Publisher: Net Worlding Publishing

ISBN: 978-0-9838128-8-3

Ask any parent or child and they will most likely agree that today’s society is rushed, fast-paced, unemotional and stressed out.  In Rakesh Malhotra’s Adventures of the Tornado Kid ~ Whirling Back Home Toward Timeless Values, the author tries to reconnect society’s communication skills involving family, friends and community.

This one hundred and ninety-eight page paperback book has a simple drawing of two silhouetted young children holding hands watching a tornado in the distance on the front jacket.  The book is targeted to young children through middle school ages, with the needed assistance of parents or adults who want to participate and be involved in volunteerism too.  There was no profanity or awkward, scary or sexual scenes.
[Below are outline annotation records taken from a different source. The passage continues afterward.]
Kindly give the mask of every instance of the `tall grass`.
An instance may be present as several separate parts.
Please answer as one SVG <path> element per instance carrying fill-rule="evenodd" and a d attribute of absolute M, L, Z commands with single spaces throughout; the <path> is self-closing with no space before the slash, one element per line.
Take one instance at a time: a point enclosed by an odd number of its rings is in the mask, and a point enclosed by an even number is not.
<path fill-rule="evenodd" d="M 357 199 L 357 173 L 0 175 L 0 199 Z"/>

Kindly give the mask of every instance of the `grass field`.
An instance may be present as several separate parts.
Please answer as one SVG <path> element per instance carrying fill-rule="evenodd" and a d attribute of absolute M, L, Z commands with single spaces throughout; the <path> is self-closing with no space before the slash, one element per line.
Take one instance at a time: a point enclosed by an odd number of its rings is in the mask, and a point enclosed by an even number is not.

The story is about eleven year old James and his family and friends.  On the morning that it is his birthday, he anticipates an exciting day but his own parents and brother forget his special day.  Even though he is acknowledged for his birthday at school, he is sad and discouraged about his despondent family. While in class, the teacher asks suggestions for the upcoming fifth grade volunteer project and James wants it to be special this year.  Hours later, while James, his best friend Alisha and his friends have to hunker down in the school halls, a tornado destroys their town, leaving a wake of debris and destruction to many homes.

Due to the disaster, James suggests the class project to be to aid and assist in helping the community clean up and repair homes, yards and streets damaged from the tornado.  However, he thinks his parents are too busy to contribute to the project and his brother is too lazy and selfish.  Frustrated, he spends several days and nights at Alisha’s house instead of his own, comparing how her family is so much more thoughtful, compassionate and loving.

Without giving away the ending, this hands-on book for both child and parent breaks down the story into five separate relational areas: responsibility, compassion, integrity, peace and love.  After the story ends, there are almost sixty pages of parental guidance and participation that includes definitions of the five areas with quizzes, several activities, challenges and references. 

With many of today’s children being raised without supervision, having hard-to-find quality role models and being brought up with insecurities, this short story’s five global values are passed down in a way that makes children want to improve society, build communities and volunteer to make our world a better place.  There is plenty of room for the author to write similar stories in this venue of engaging children to contribute to improving society.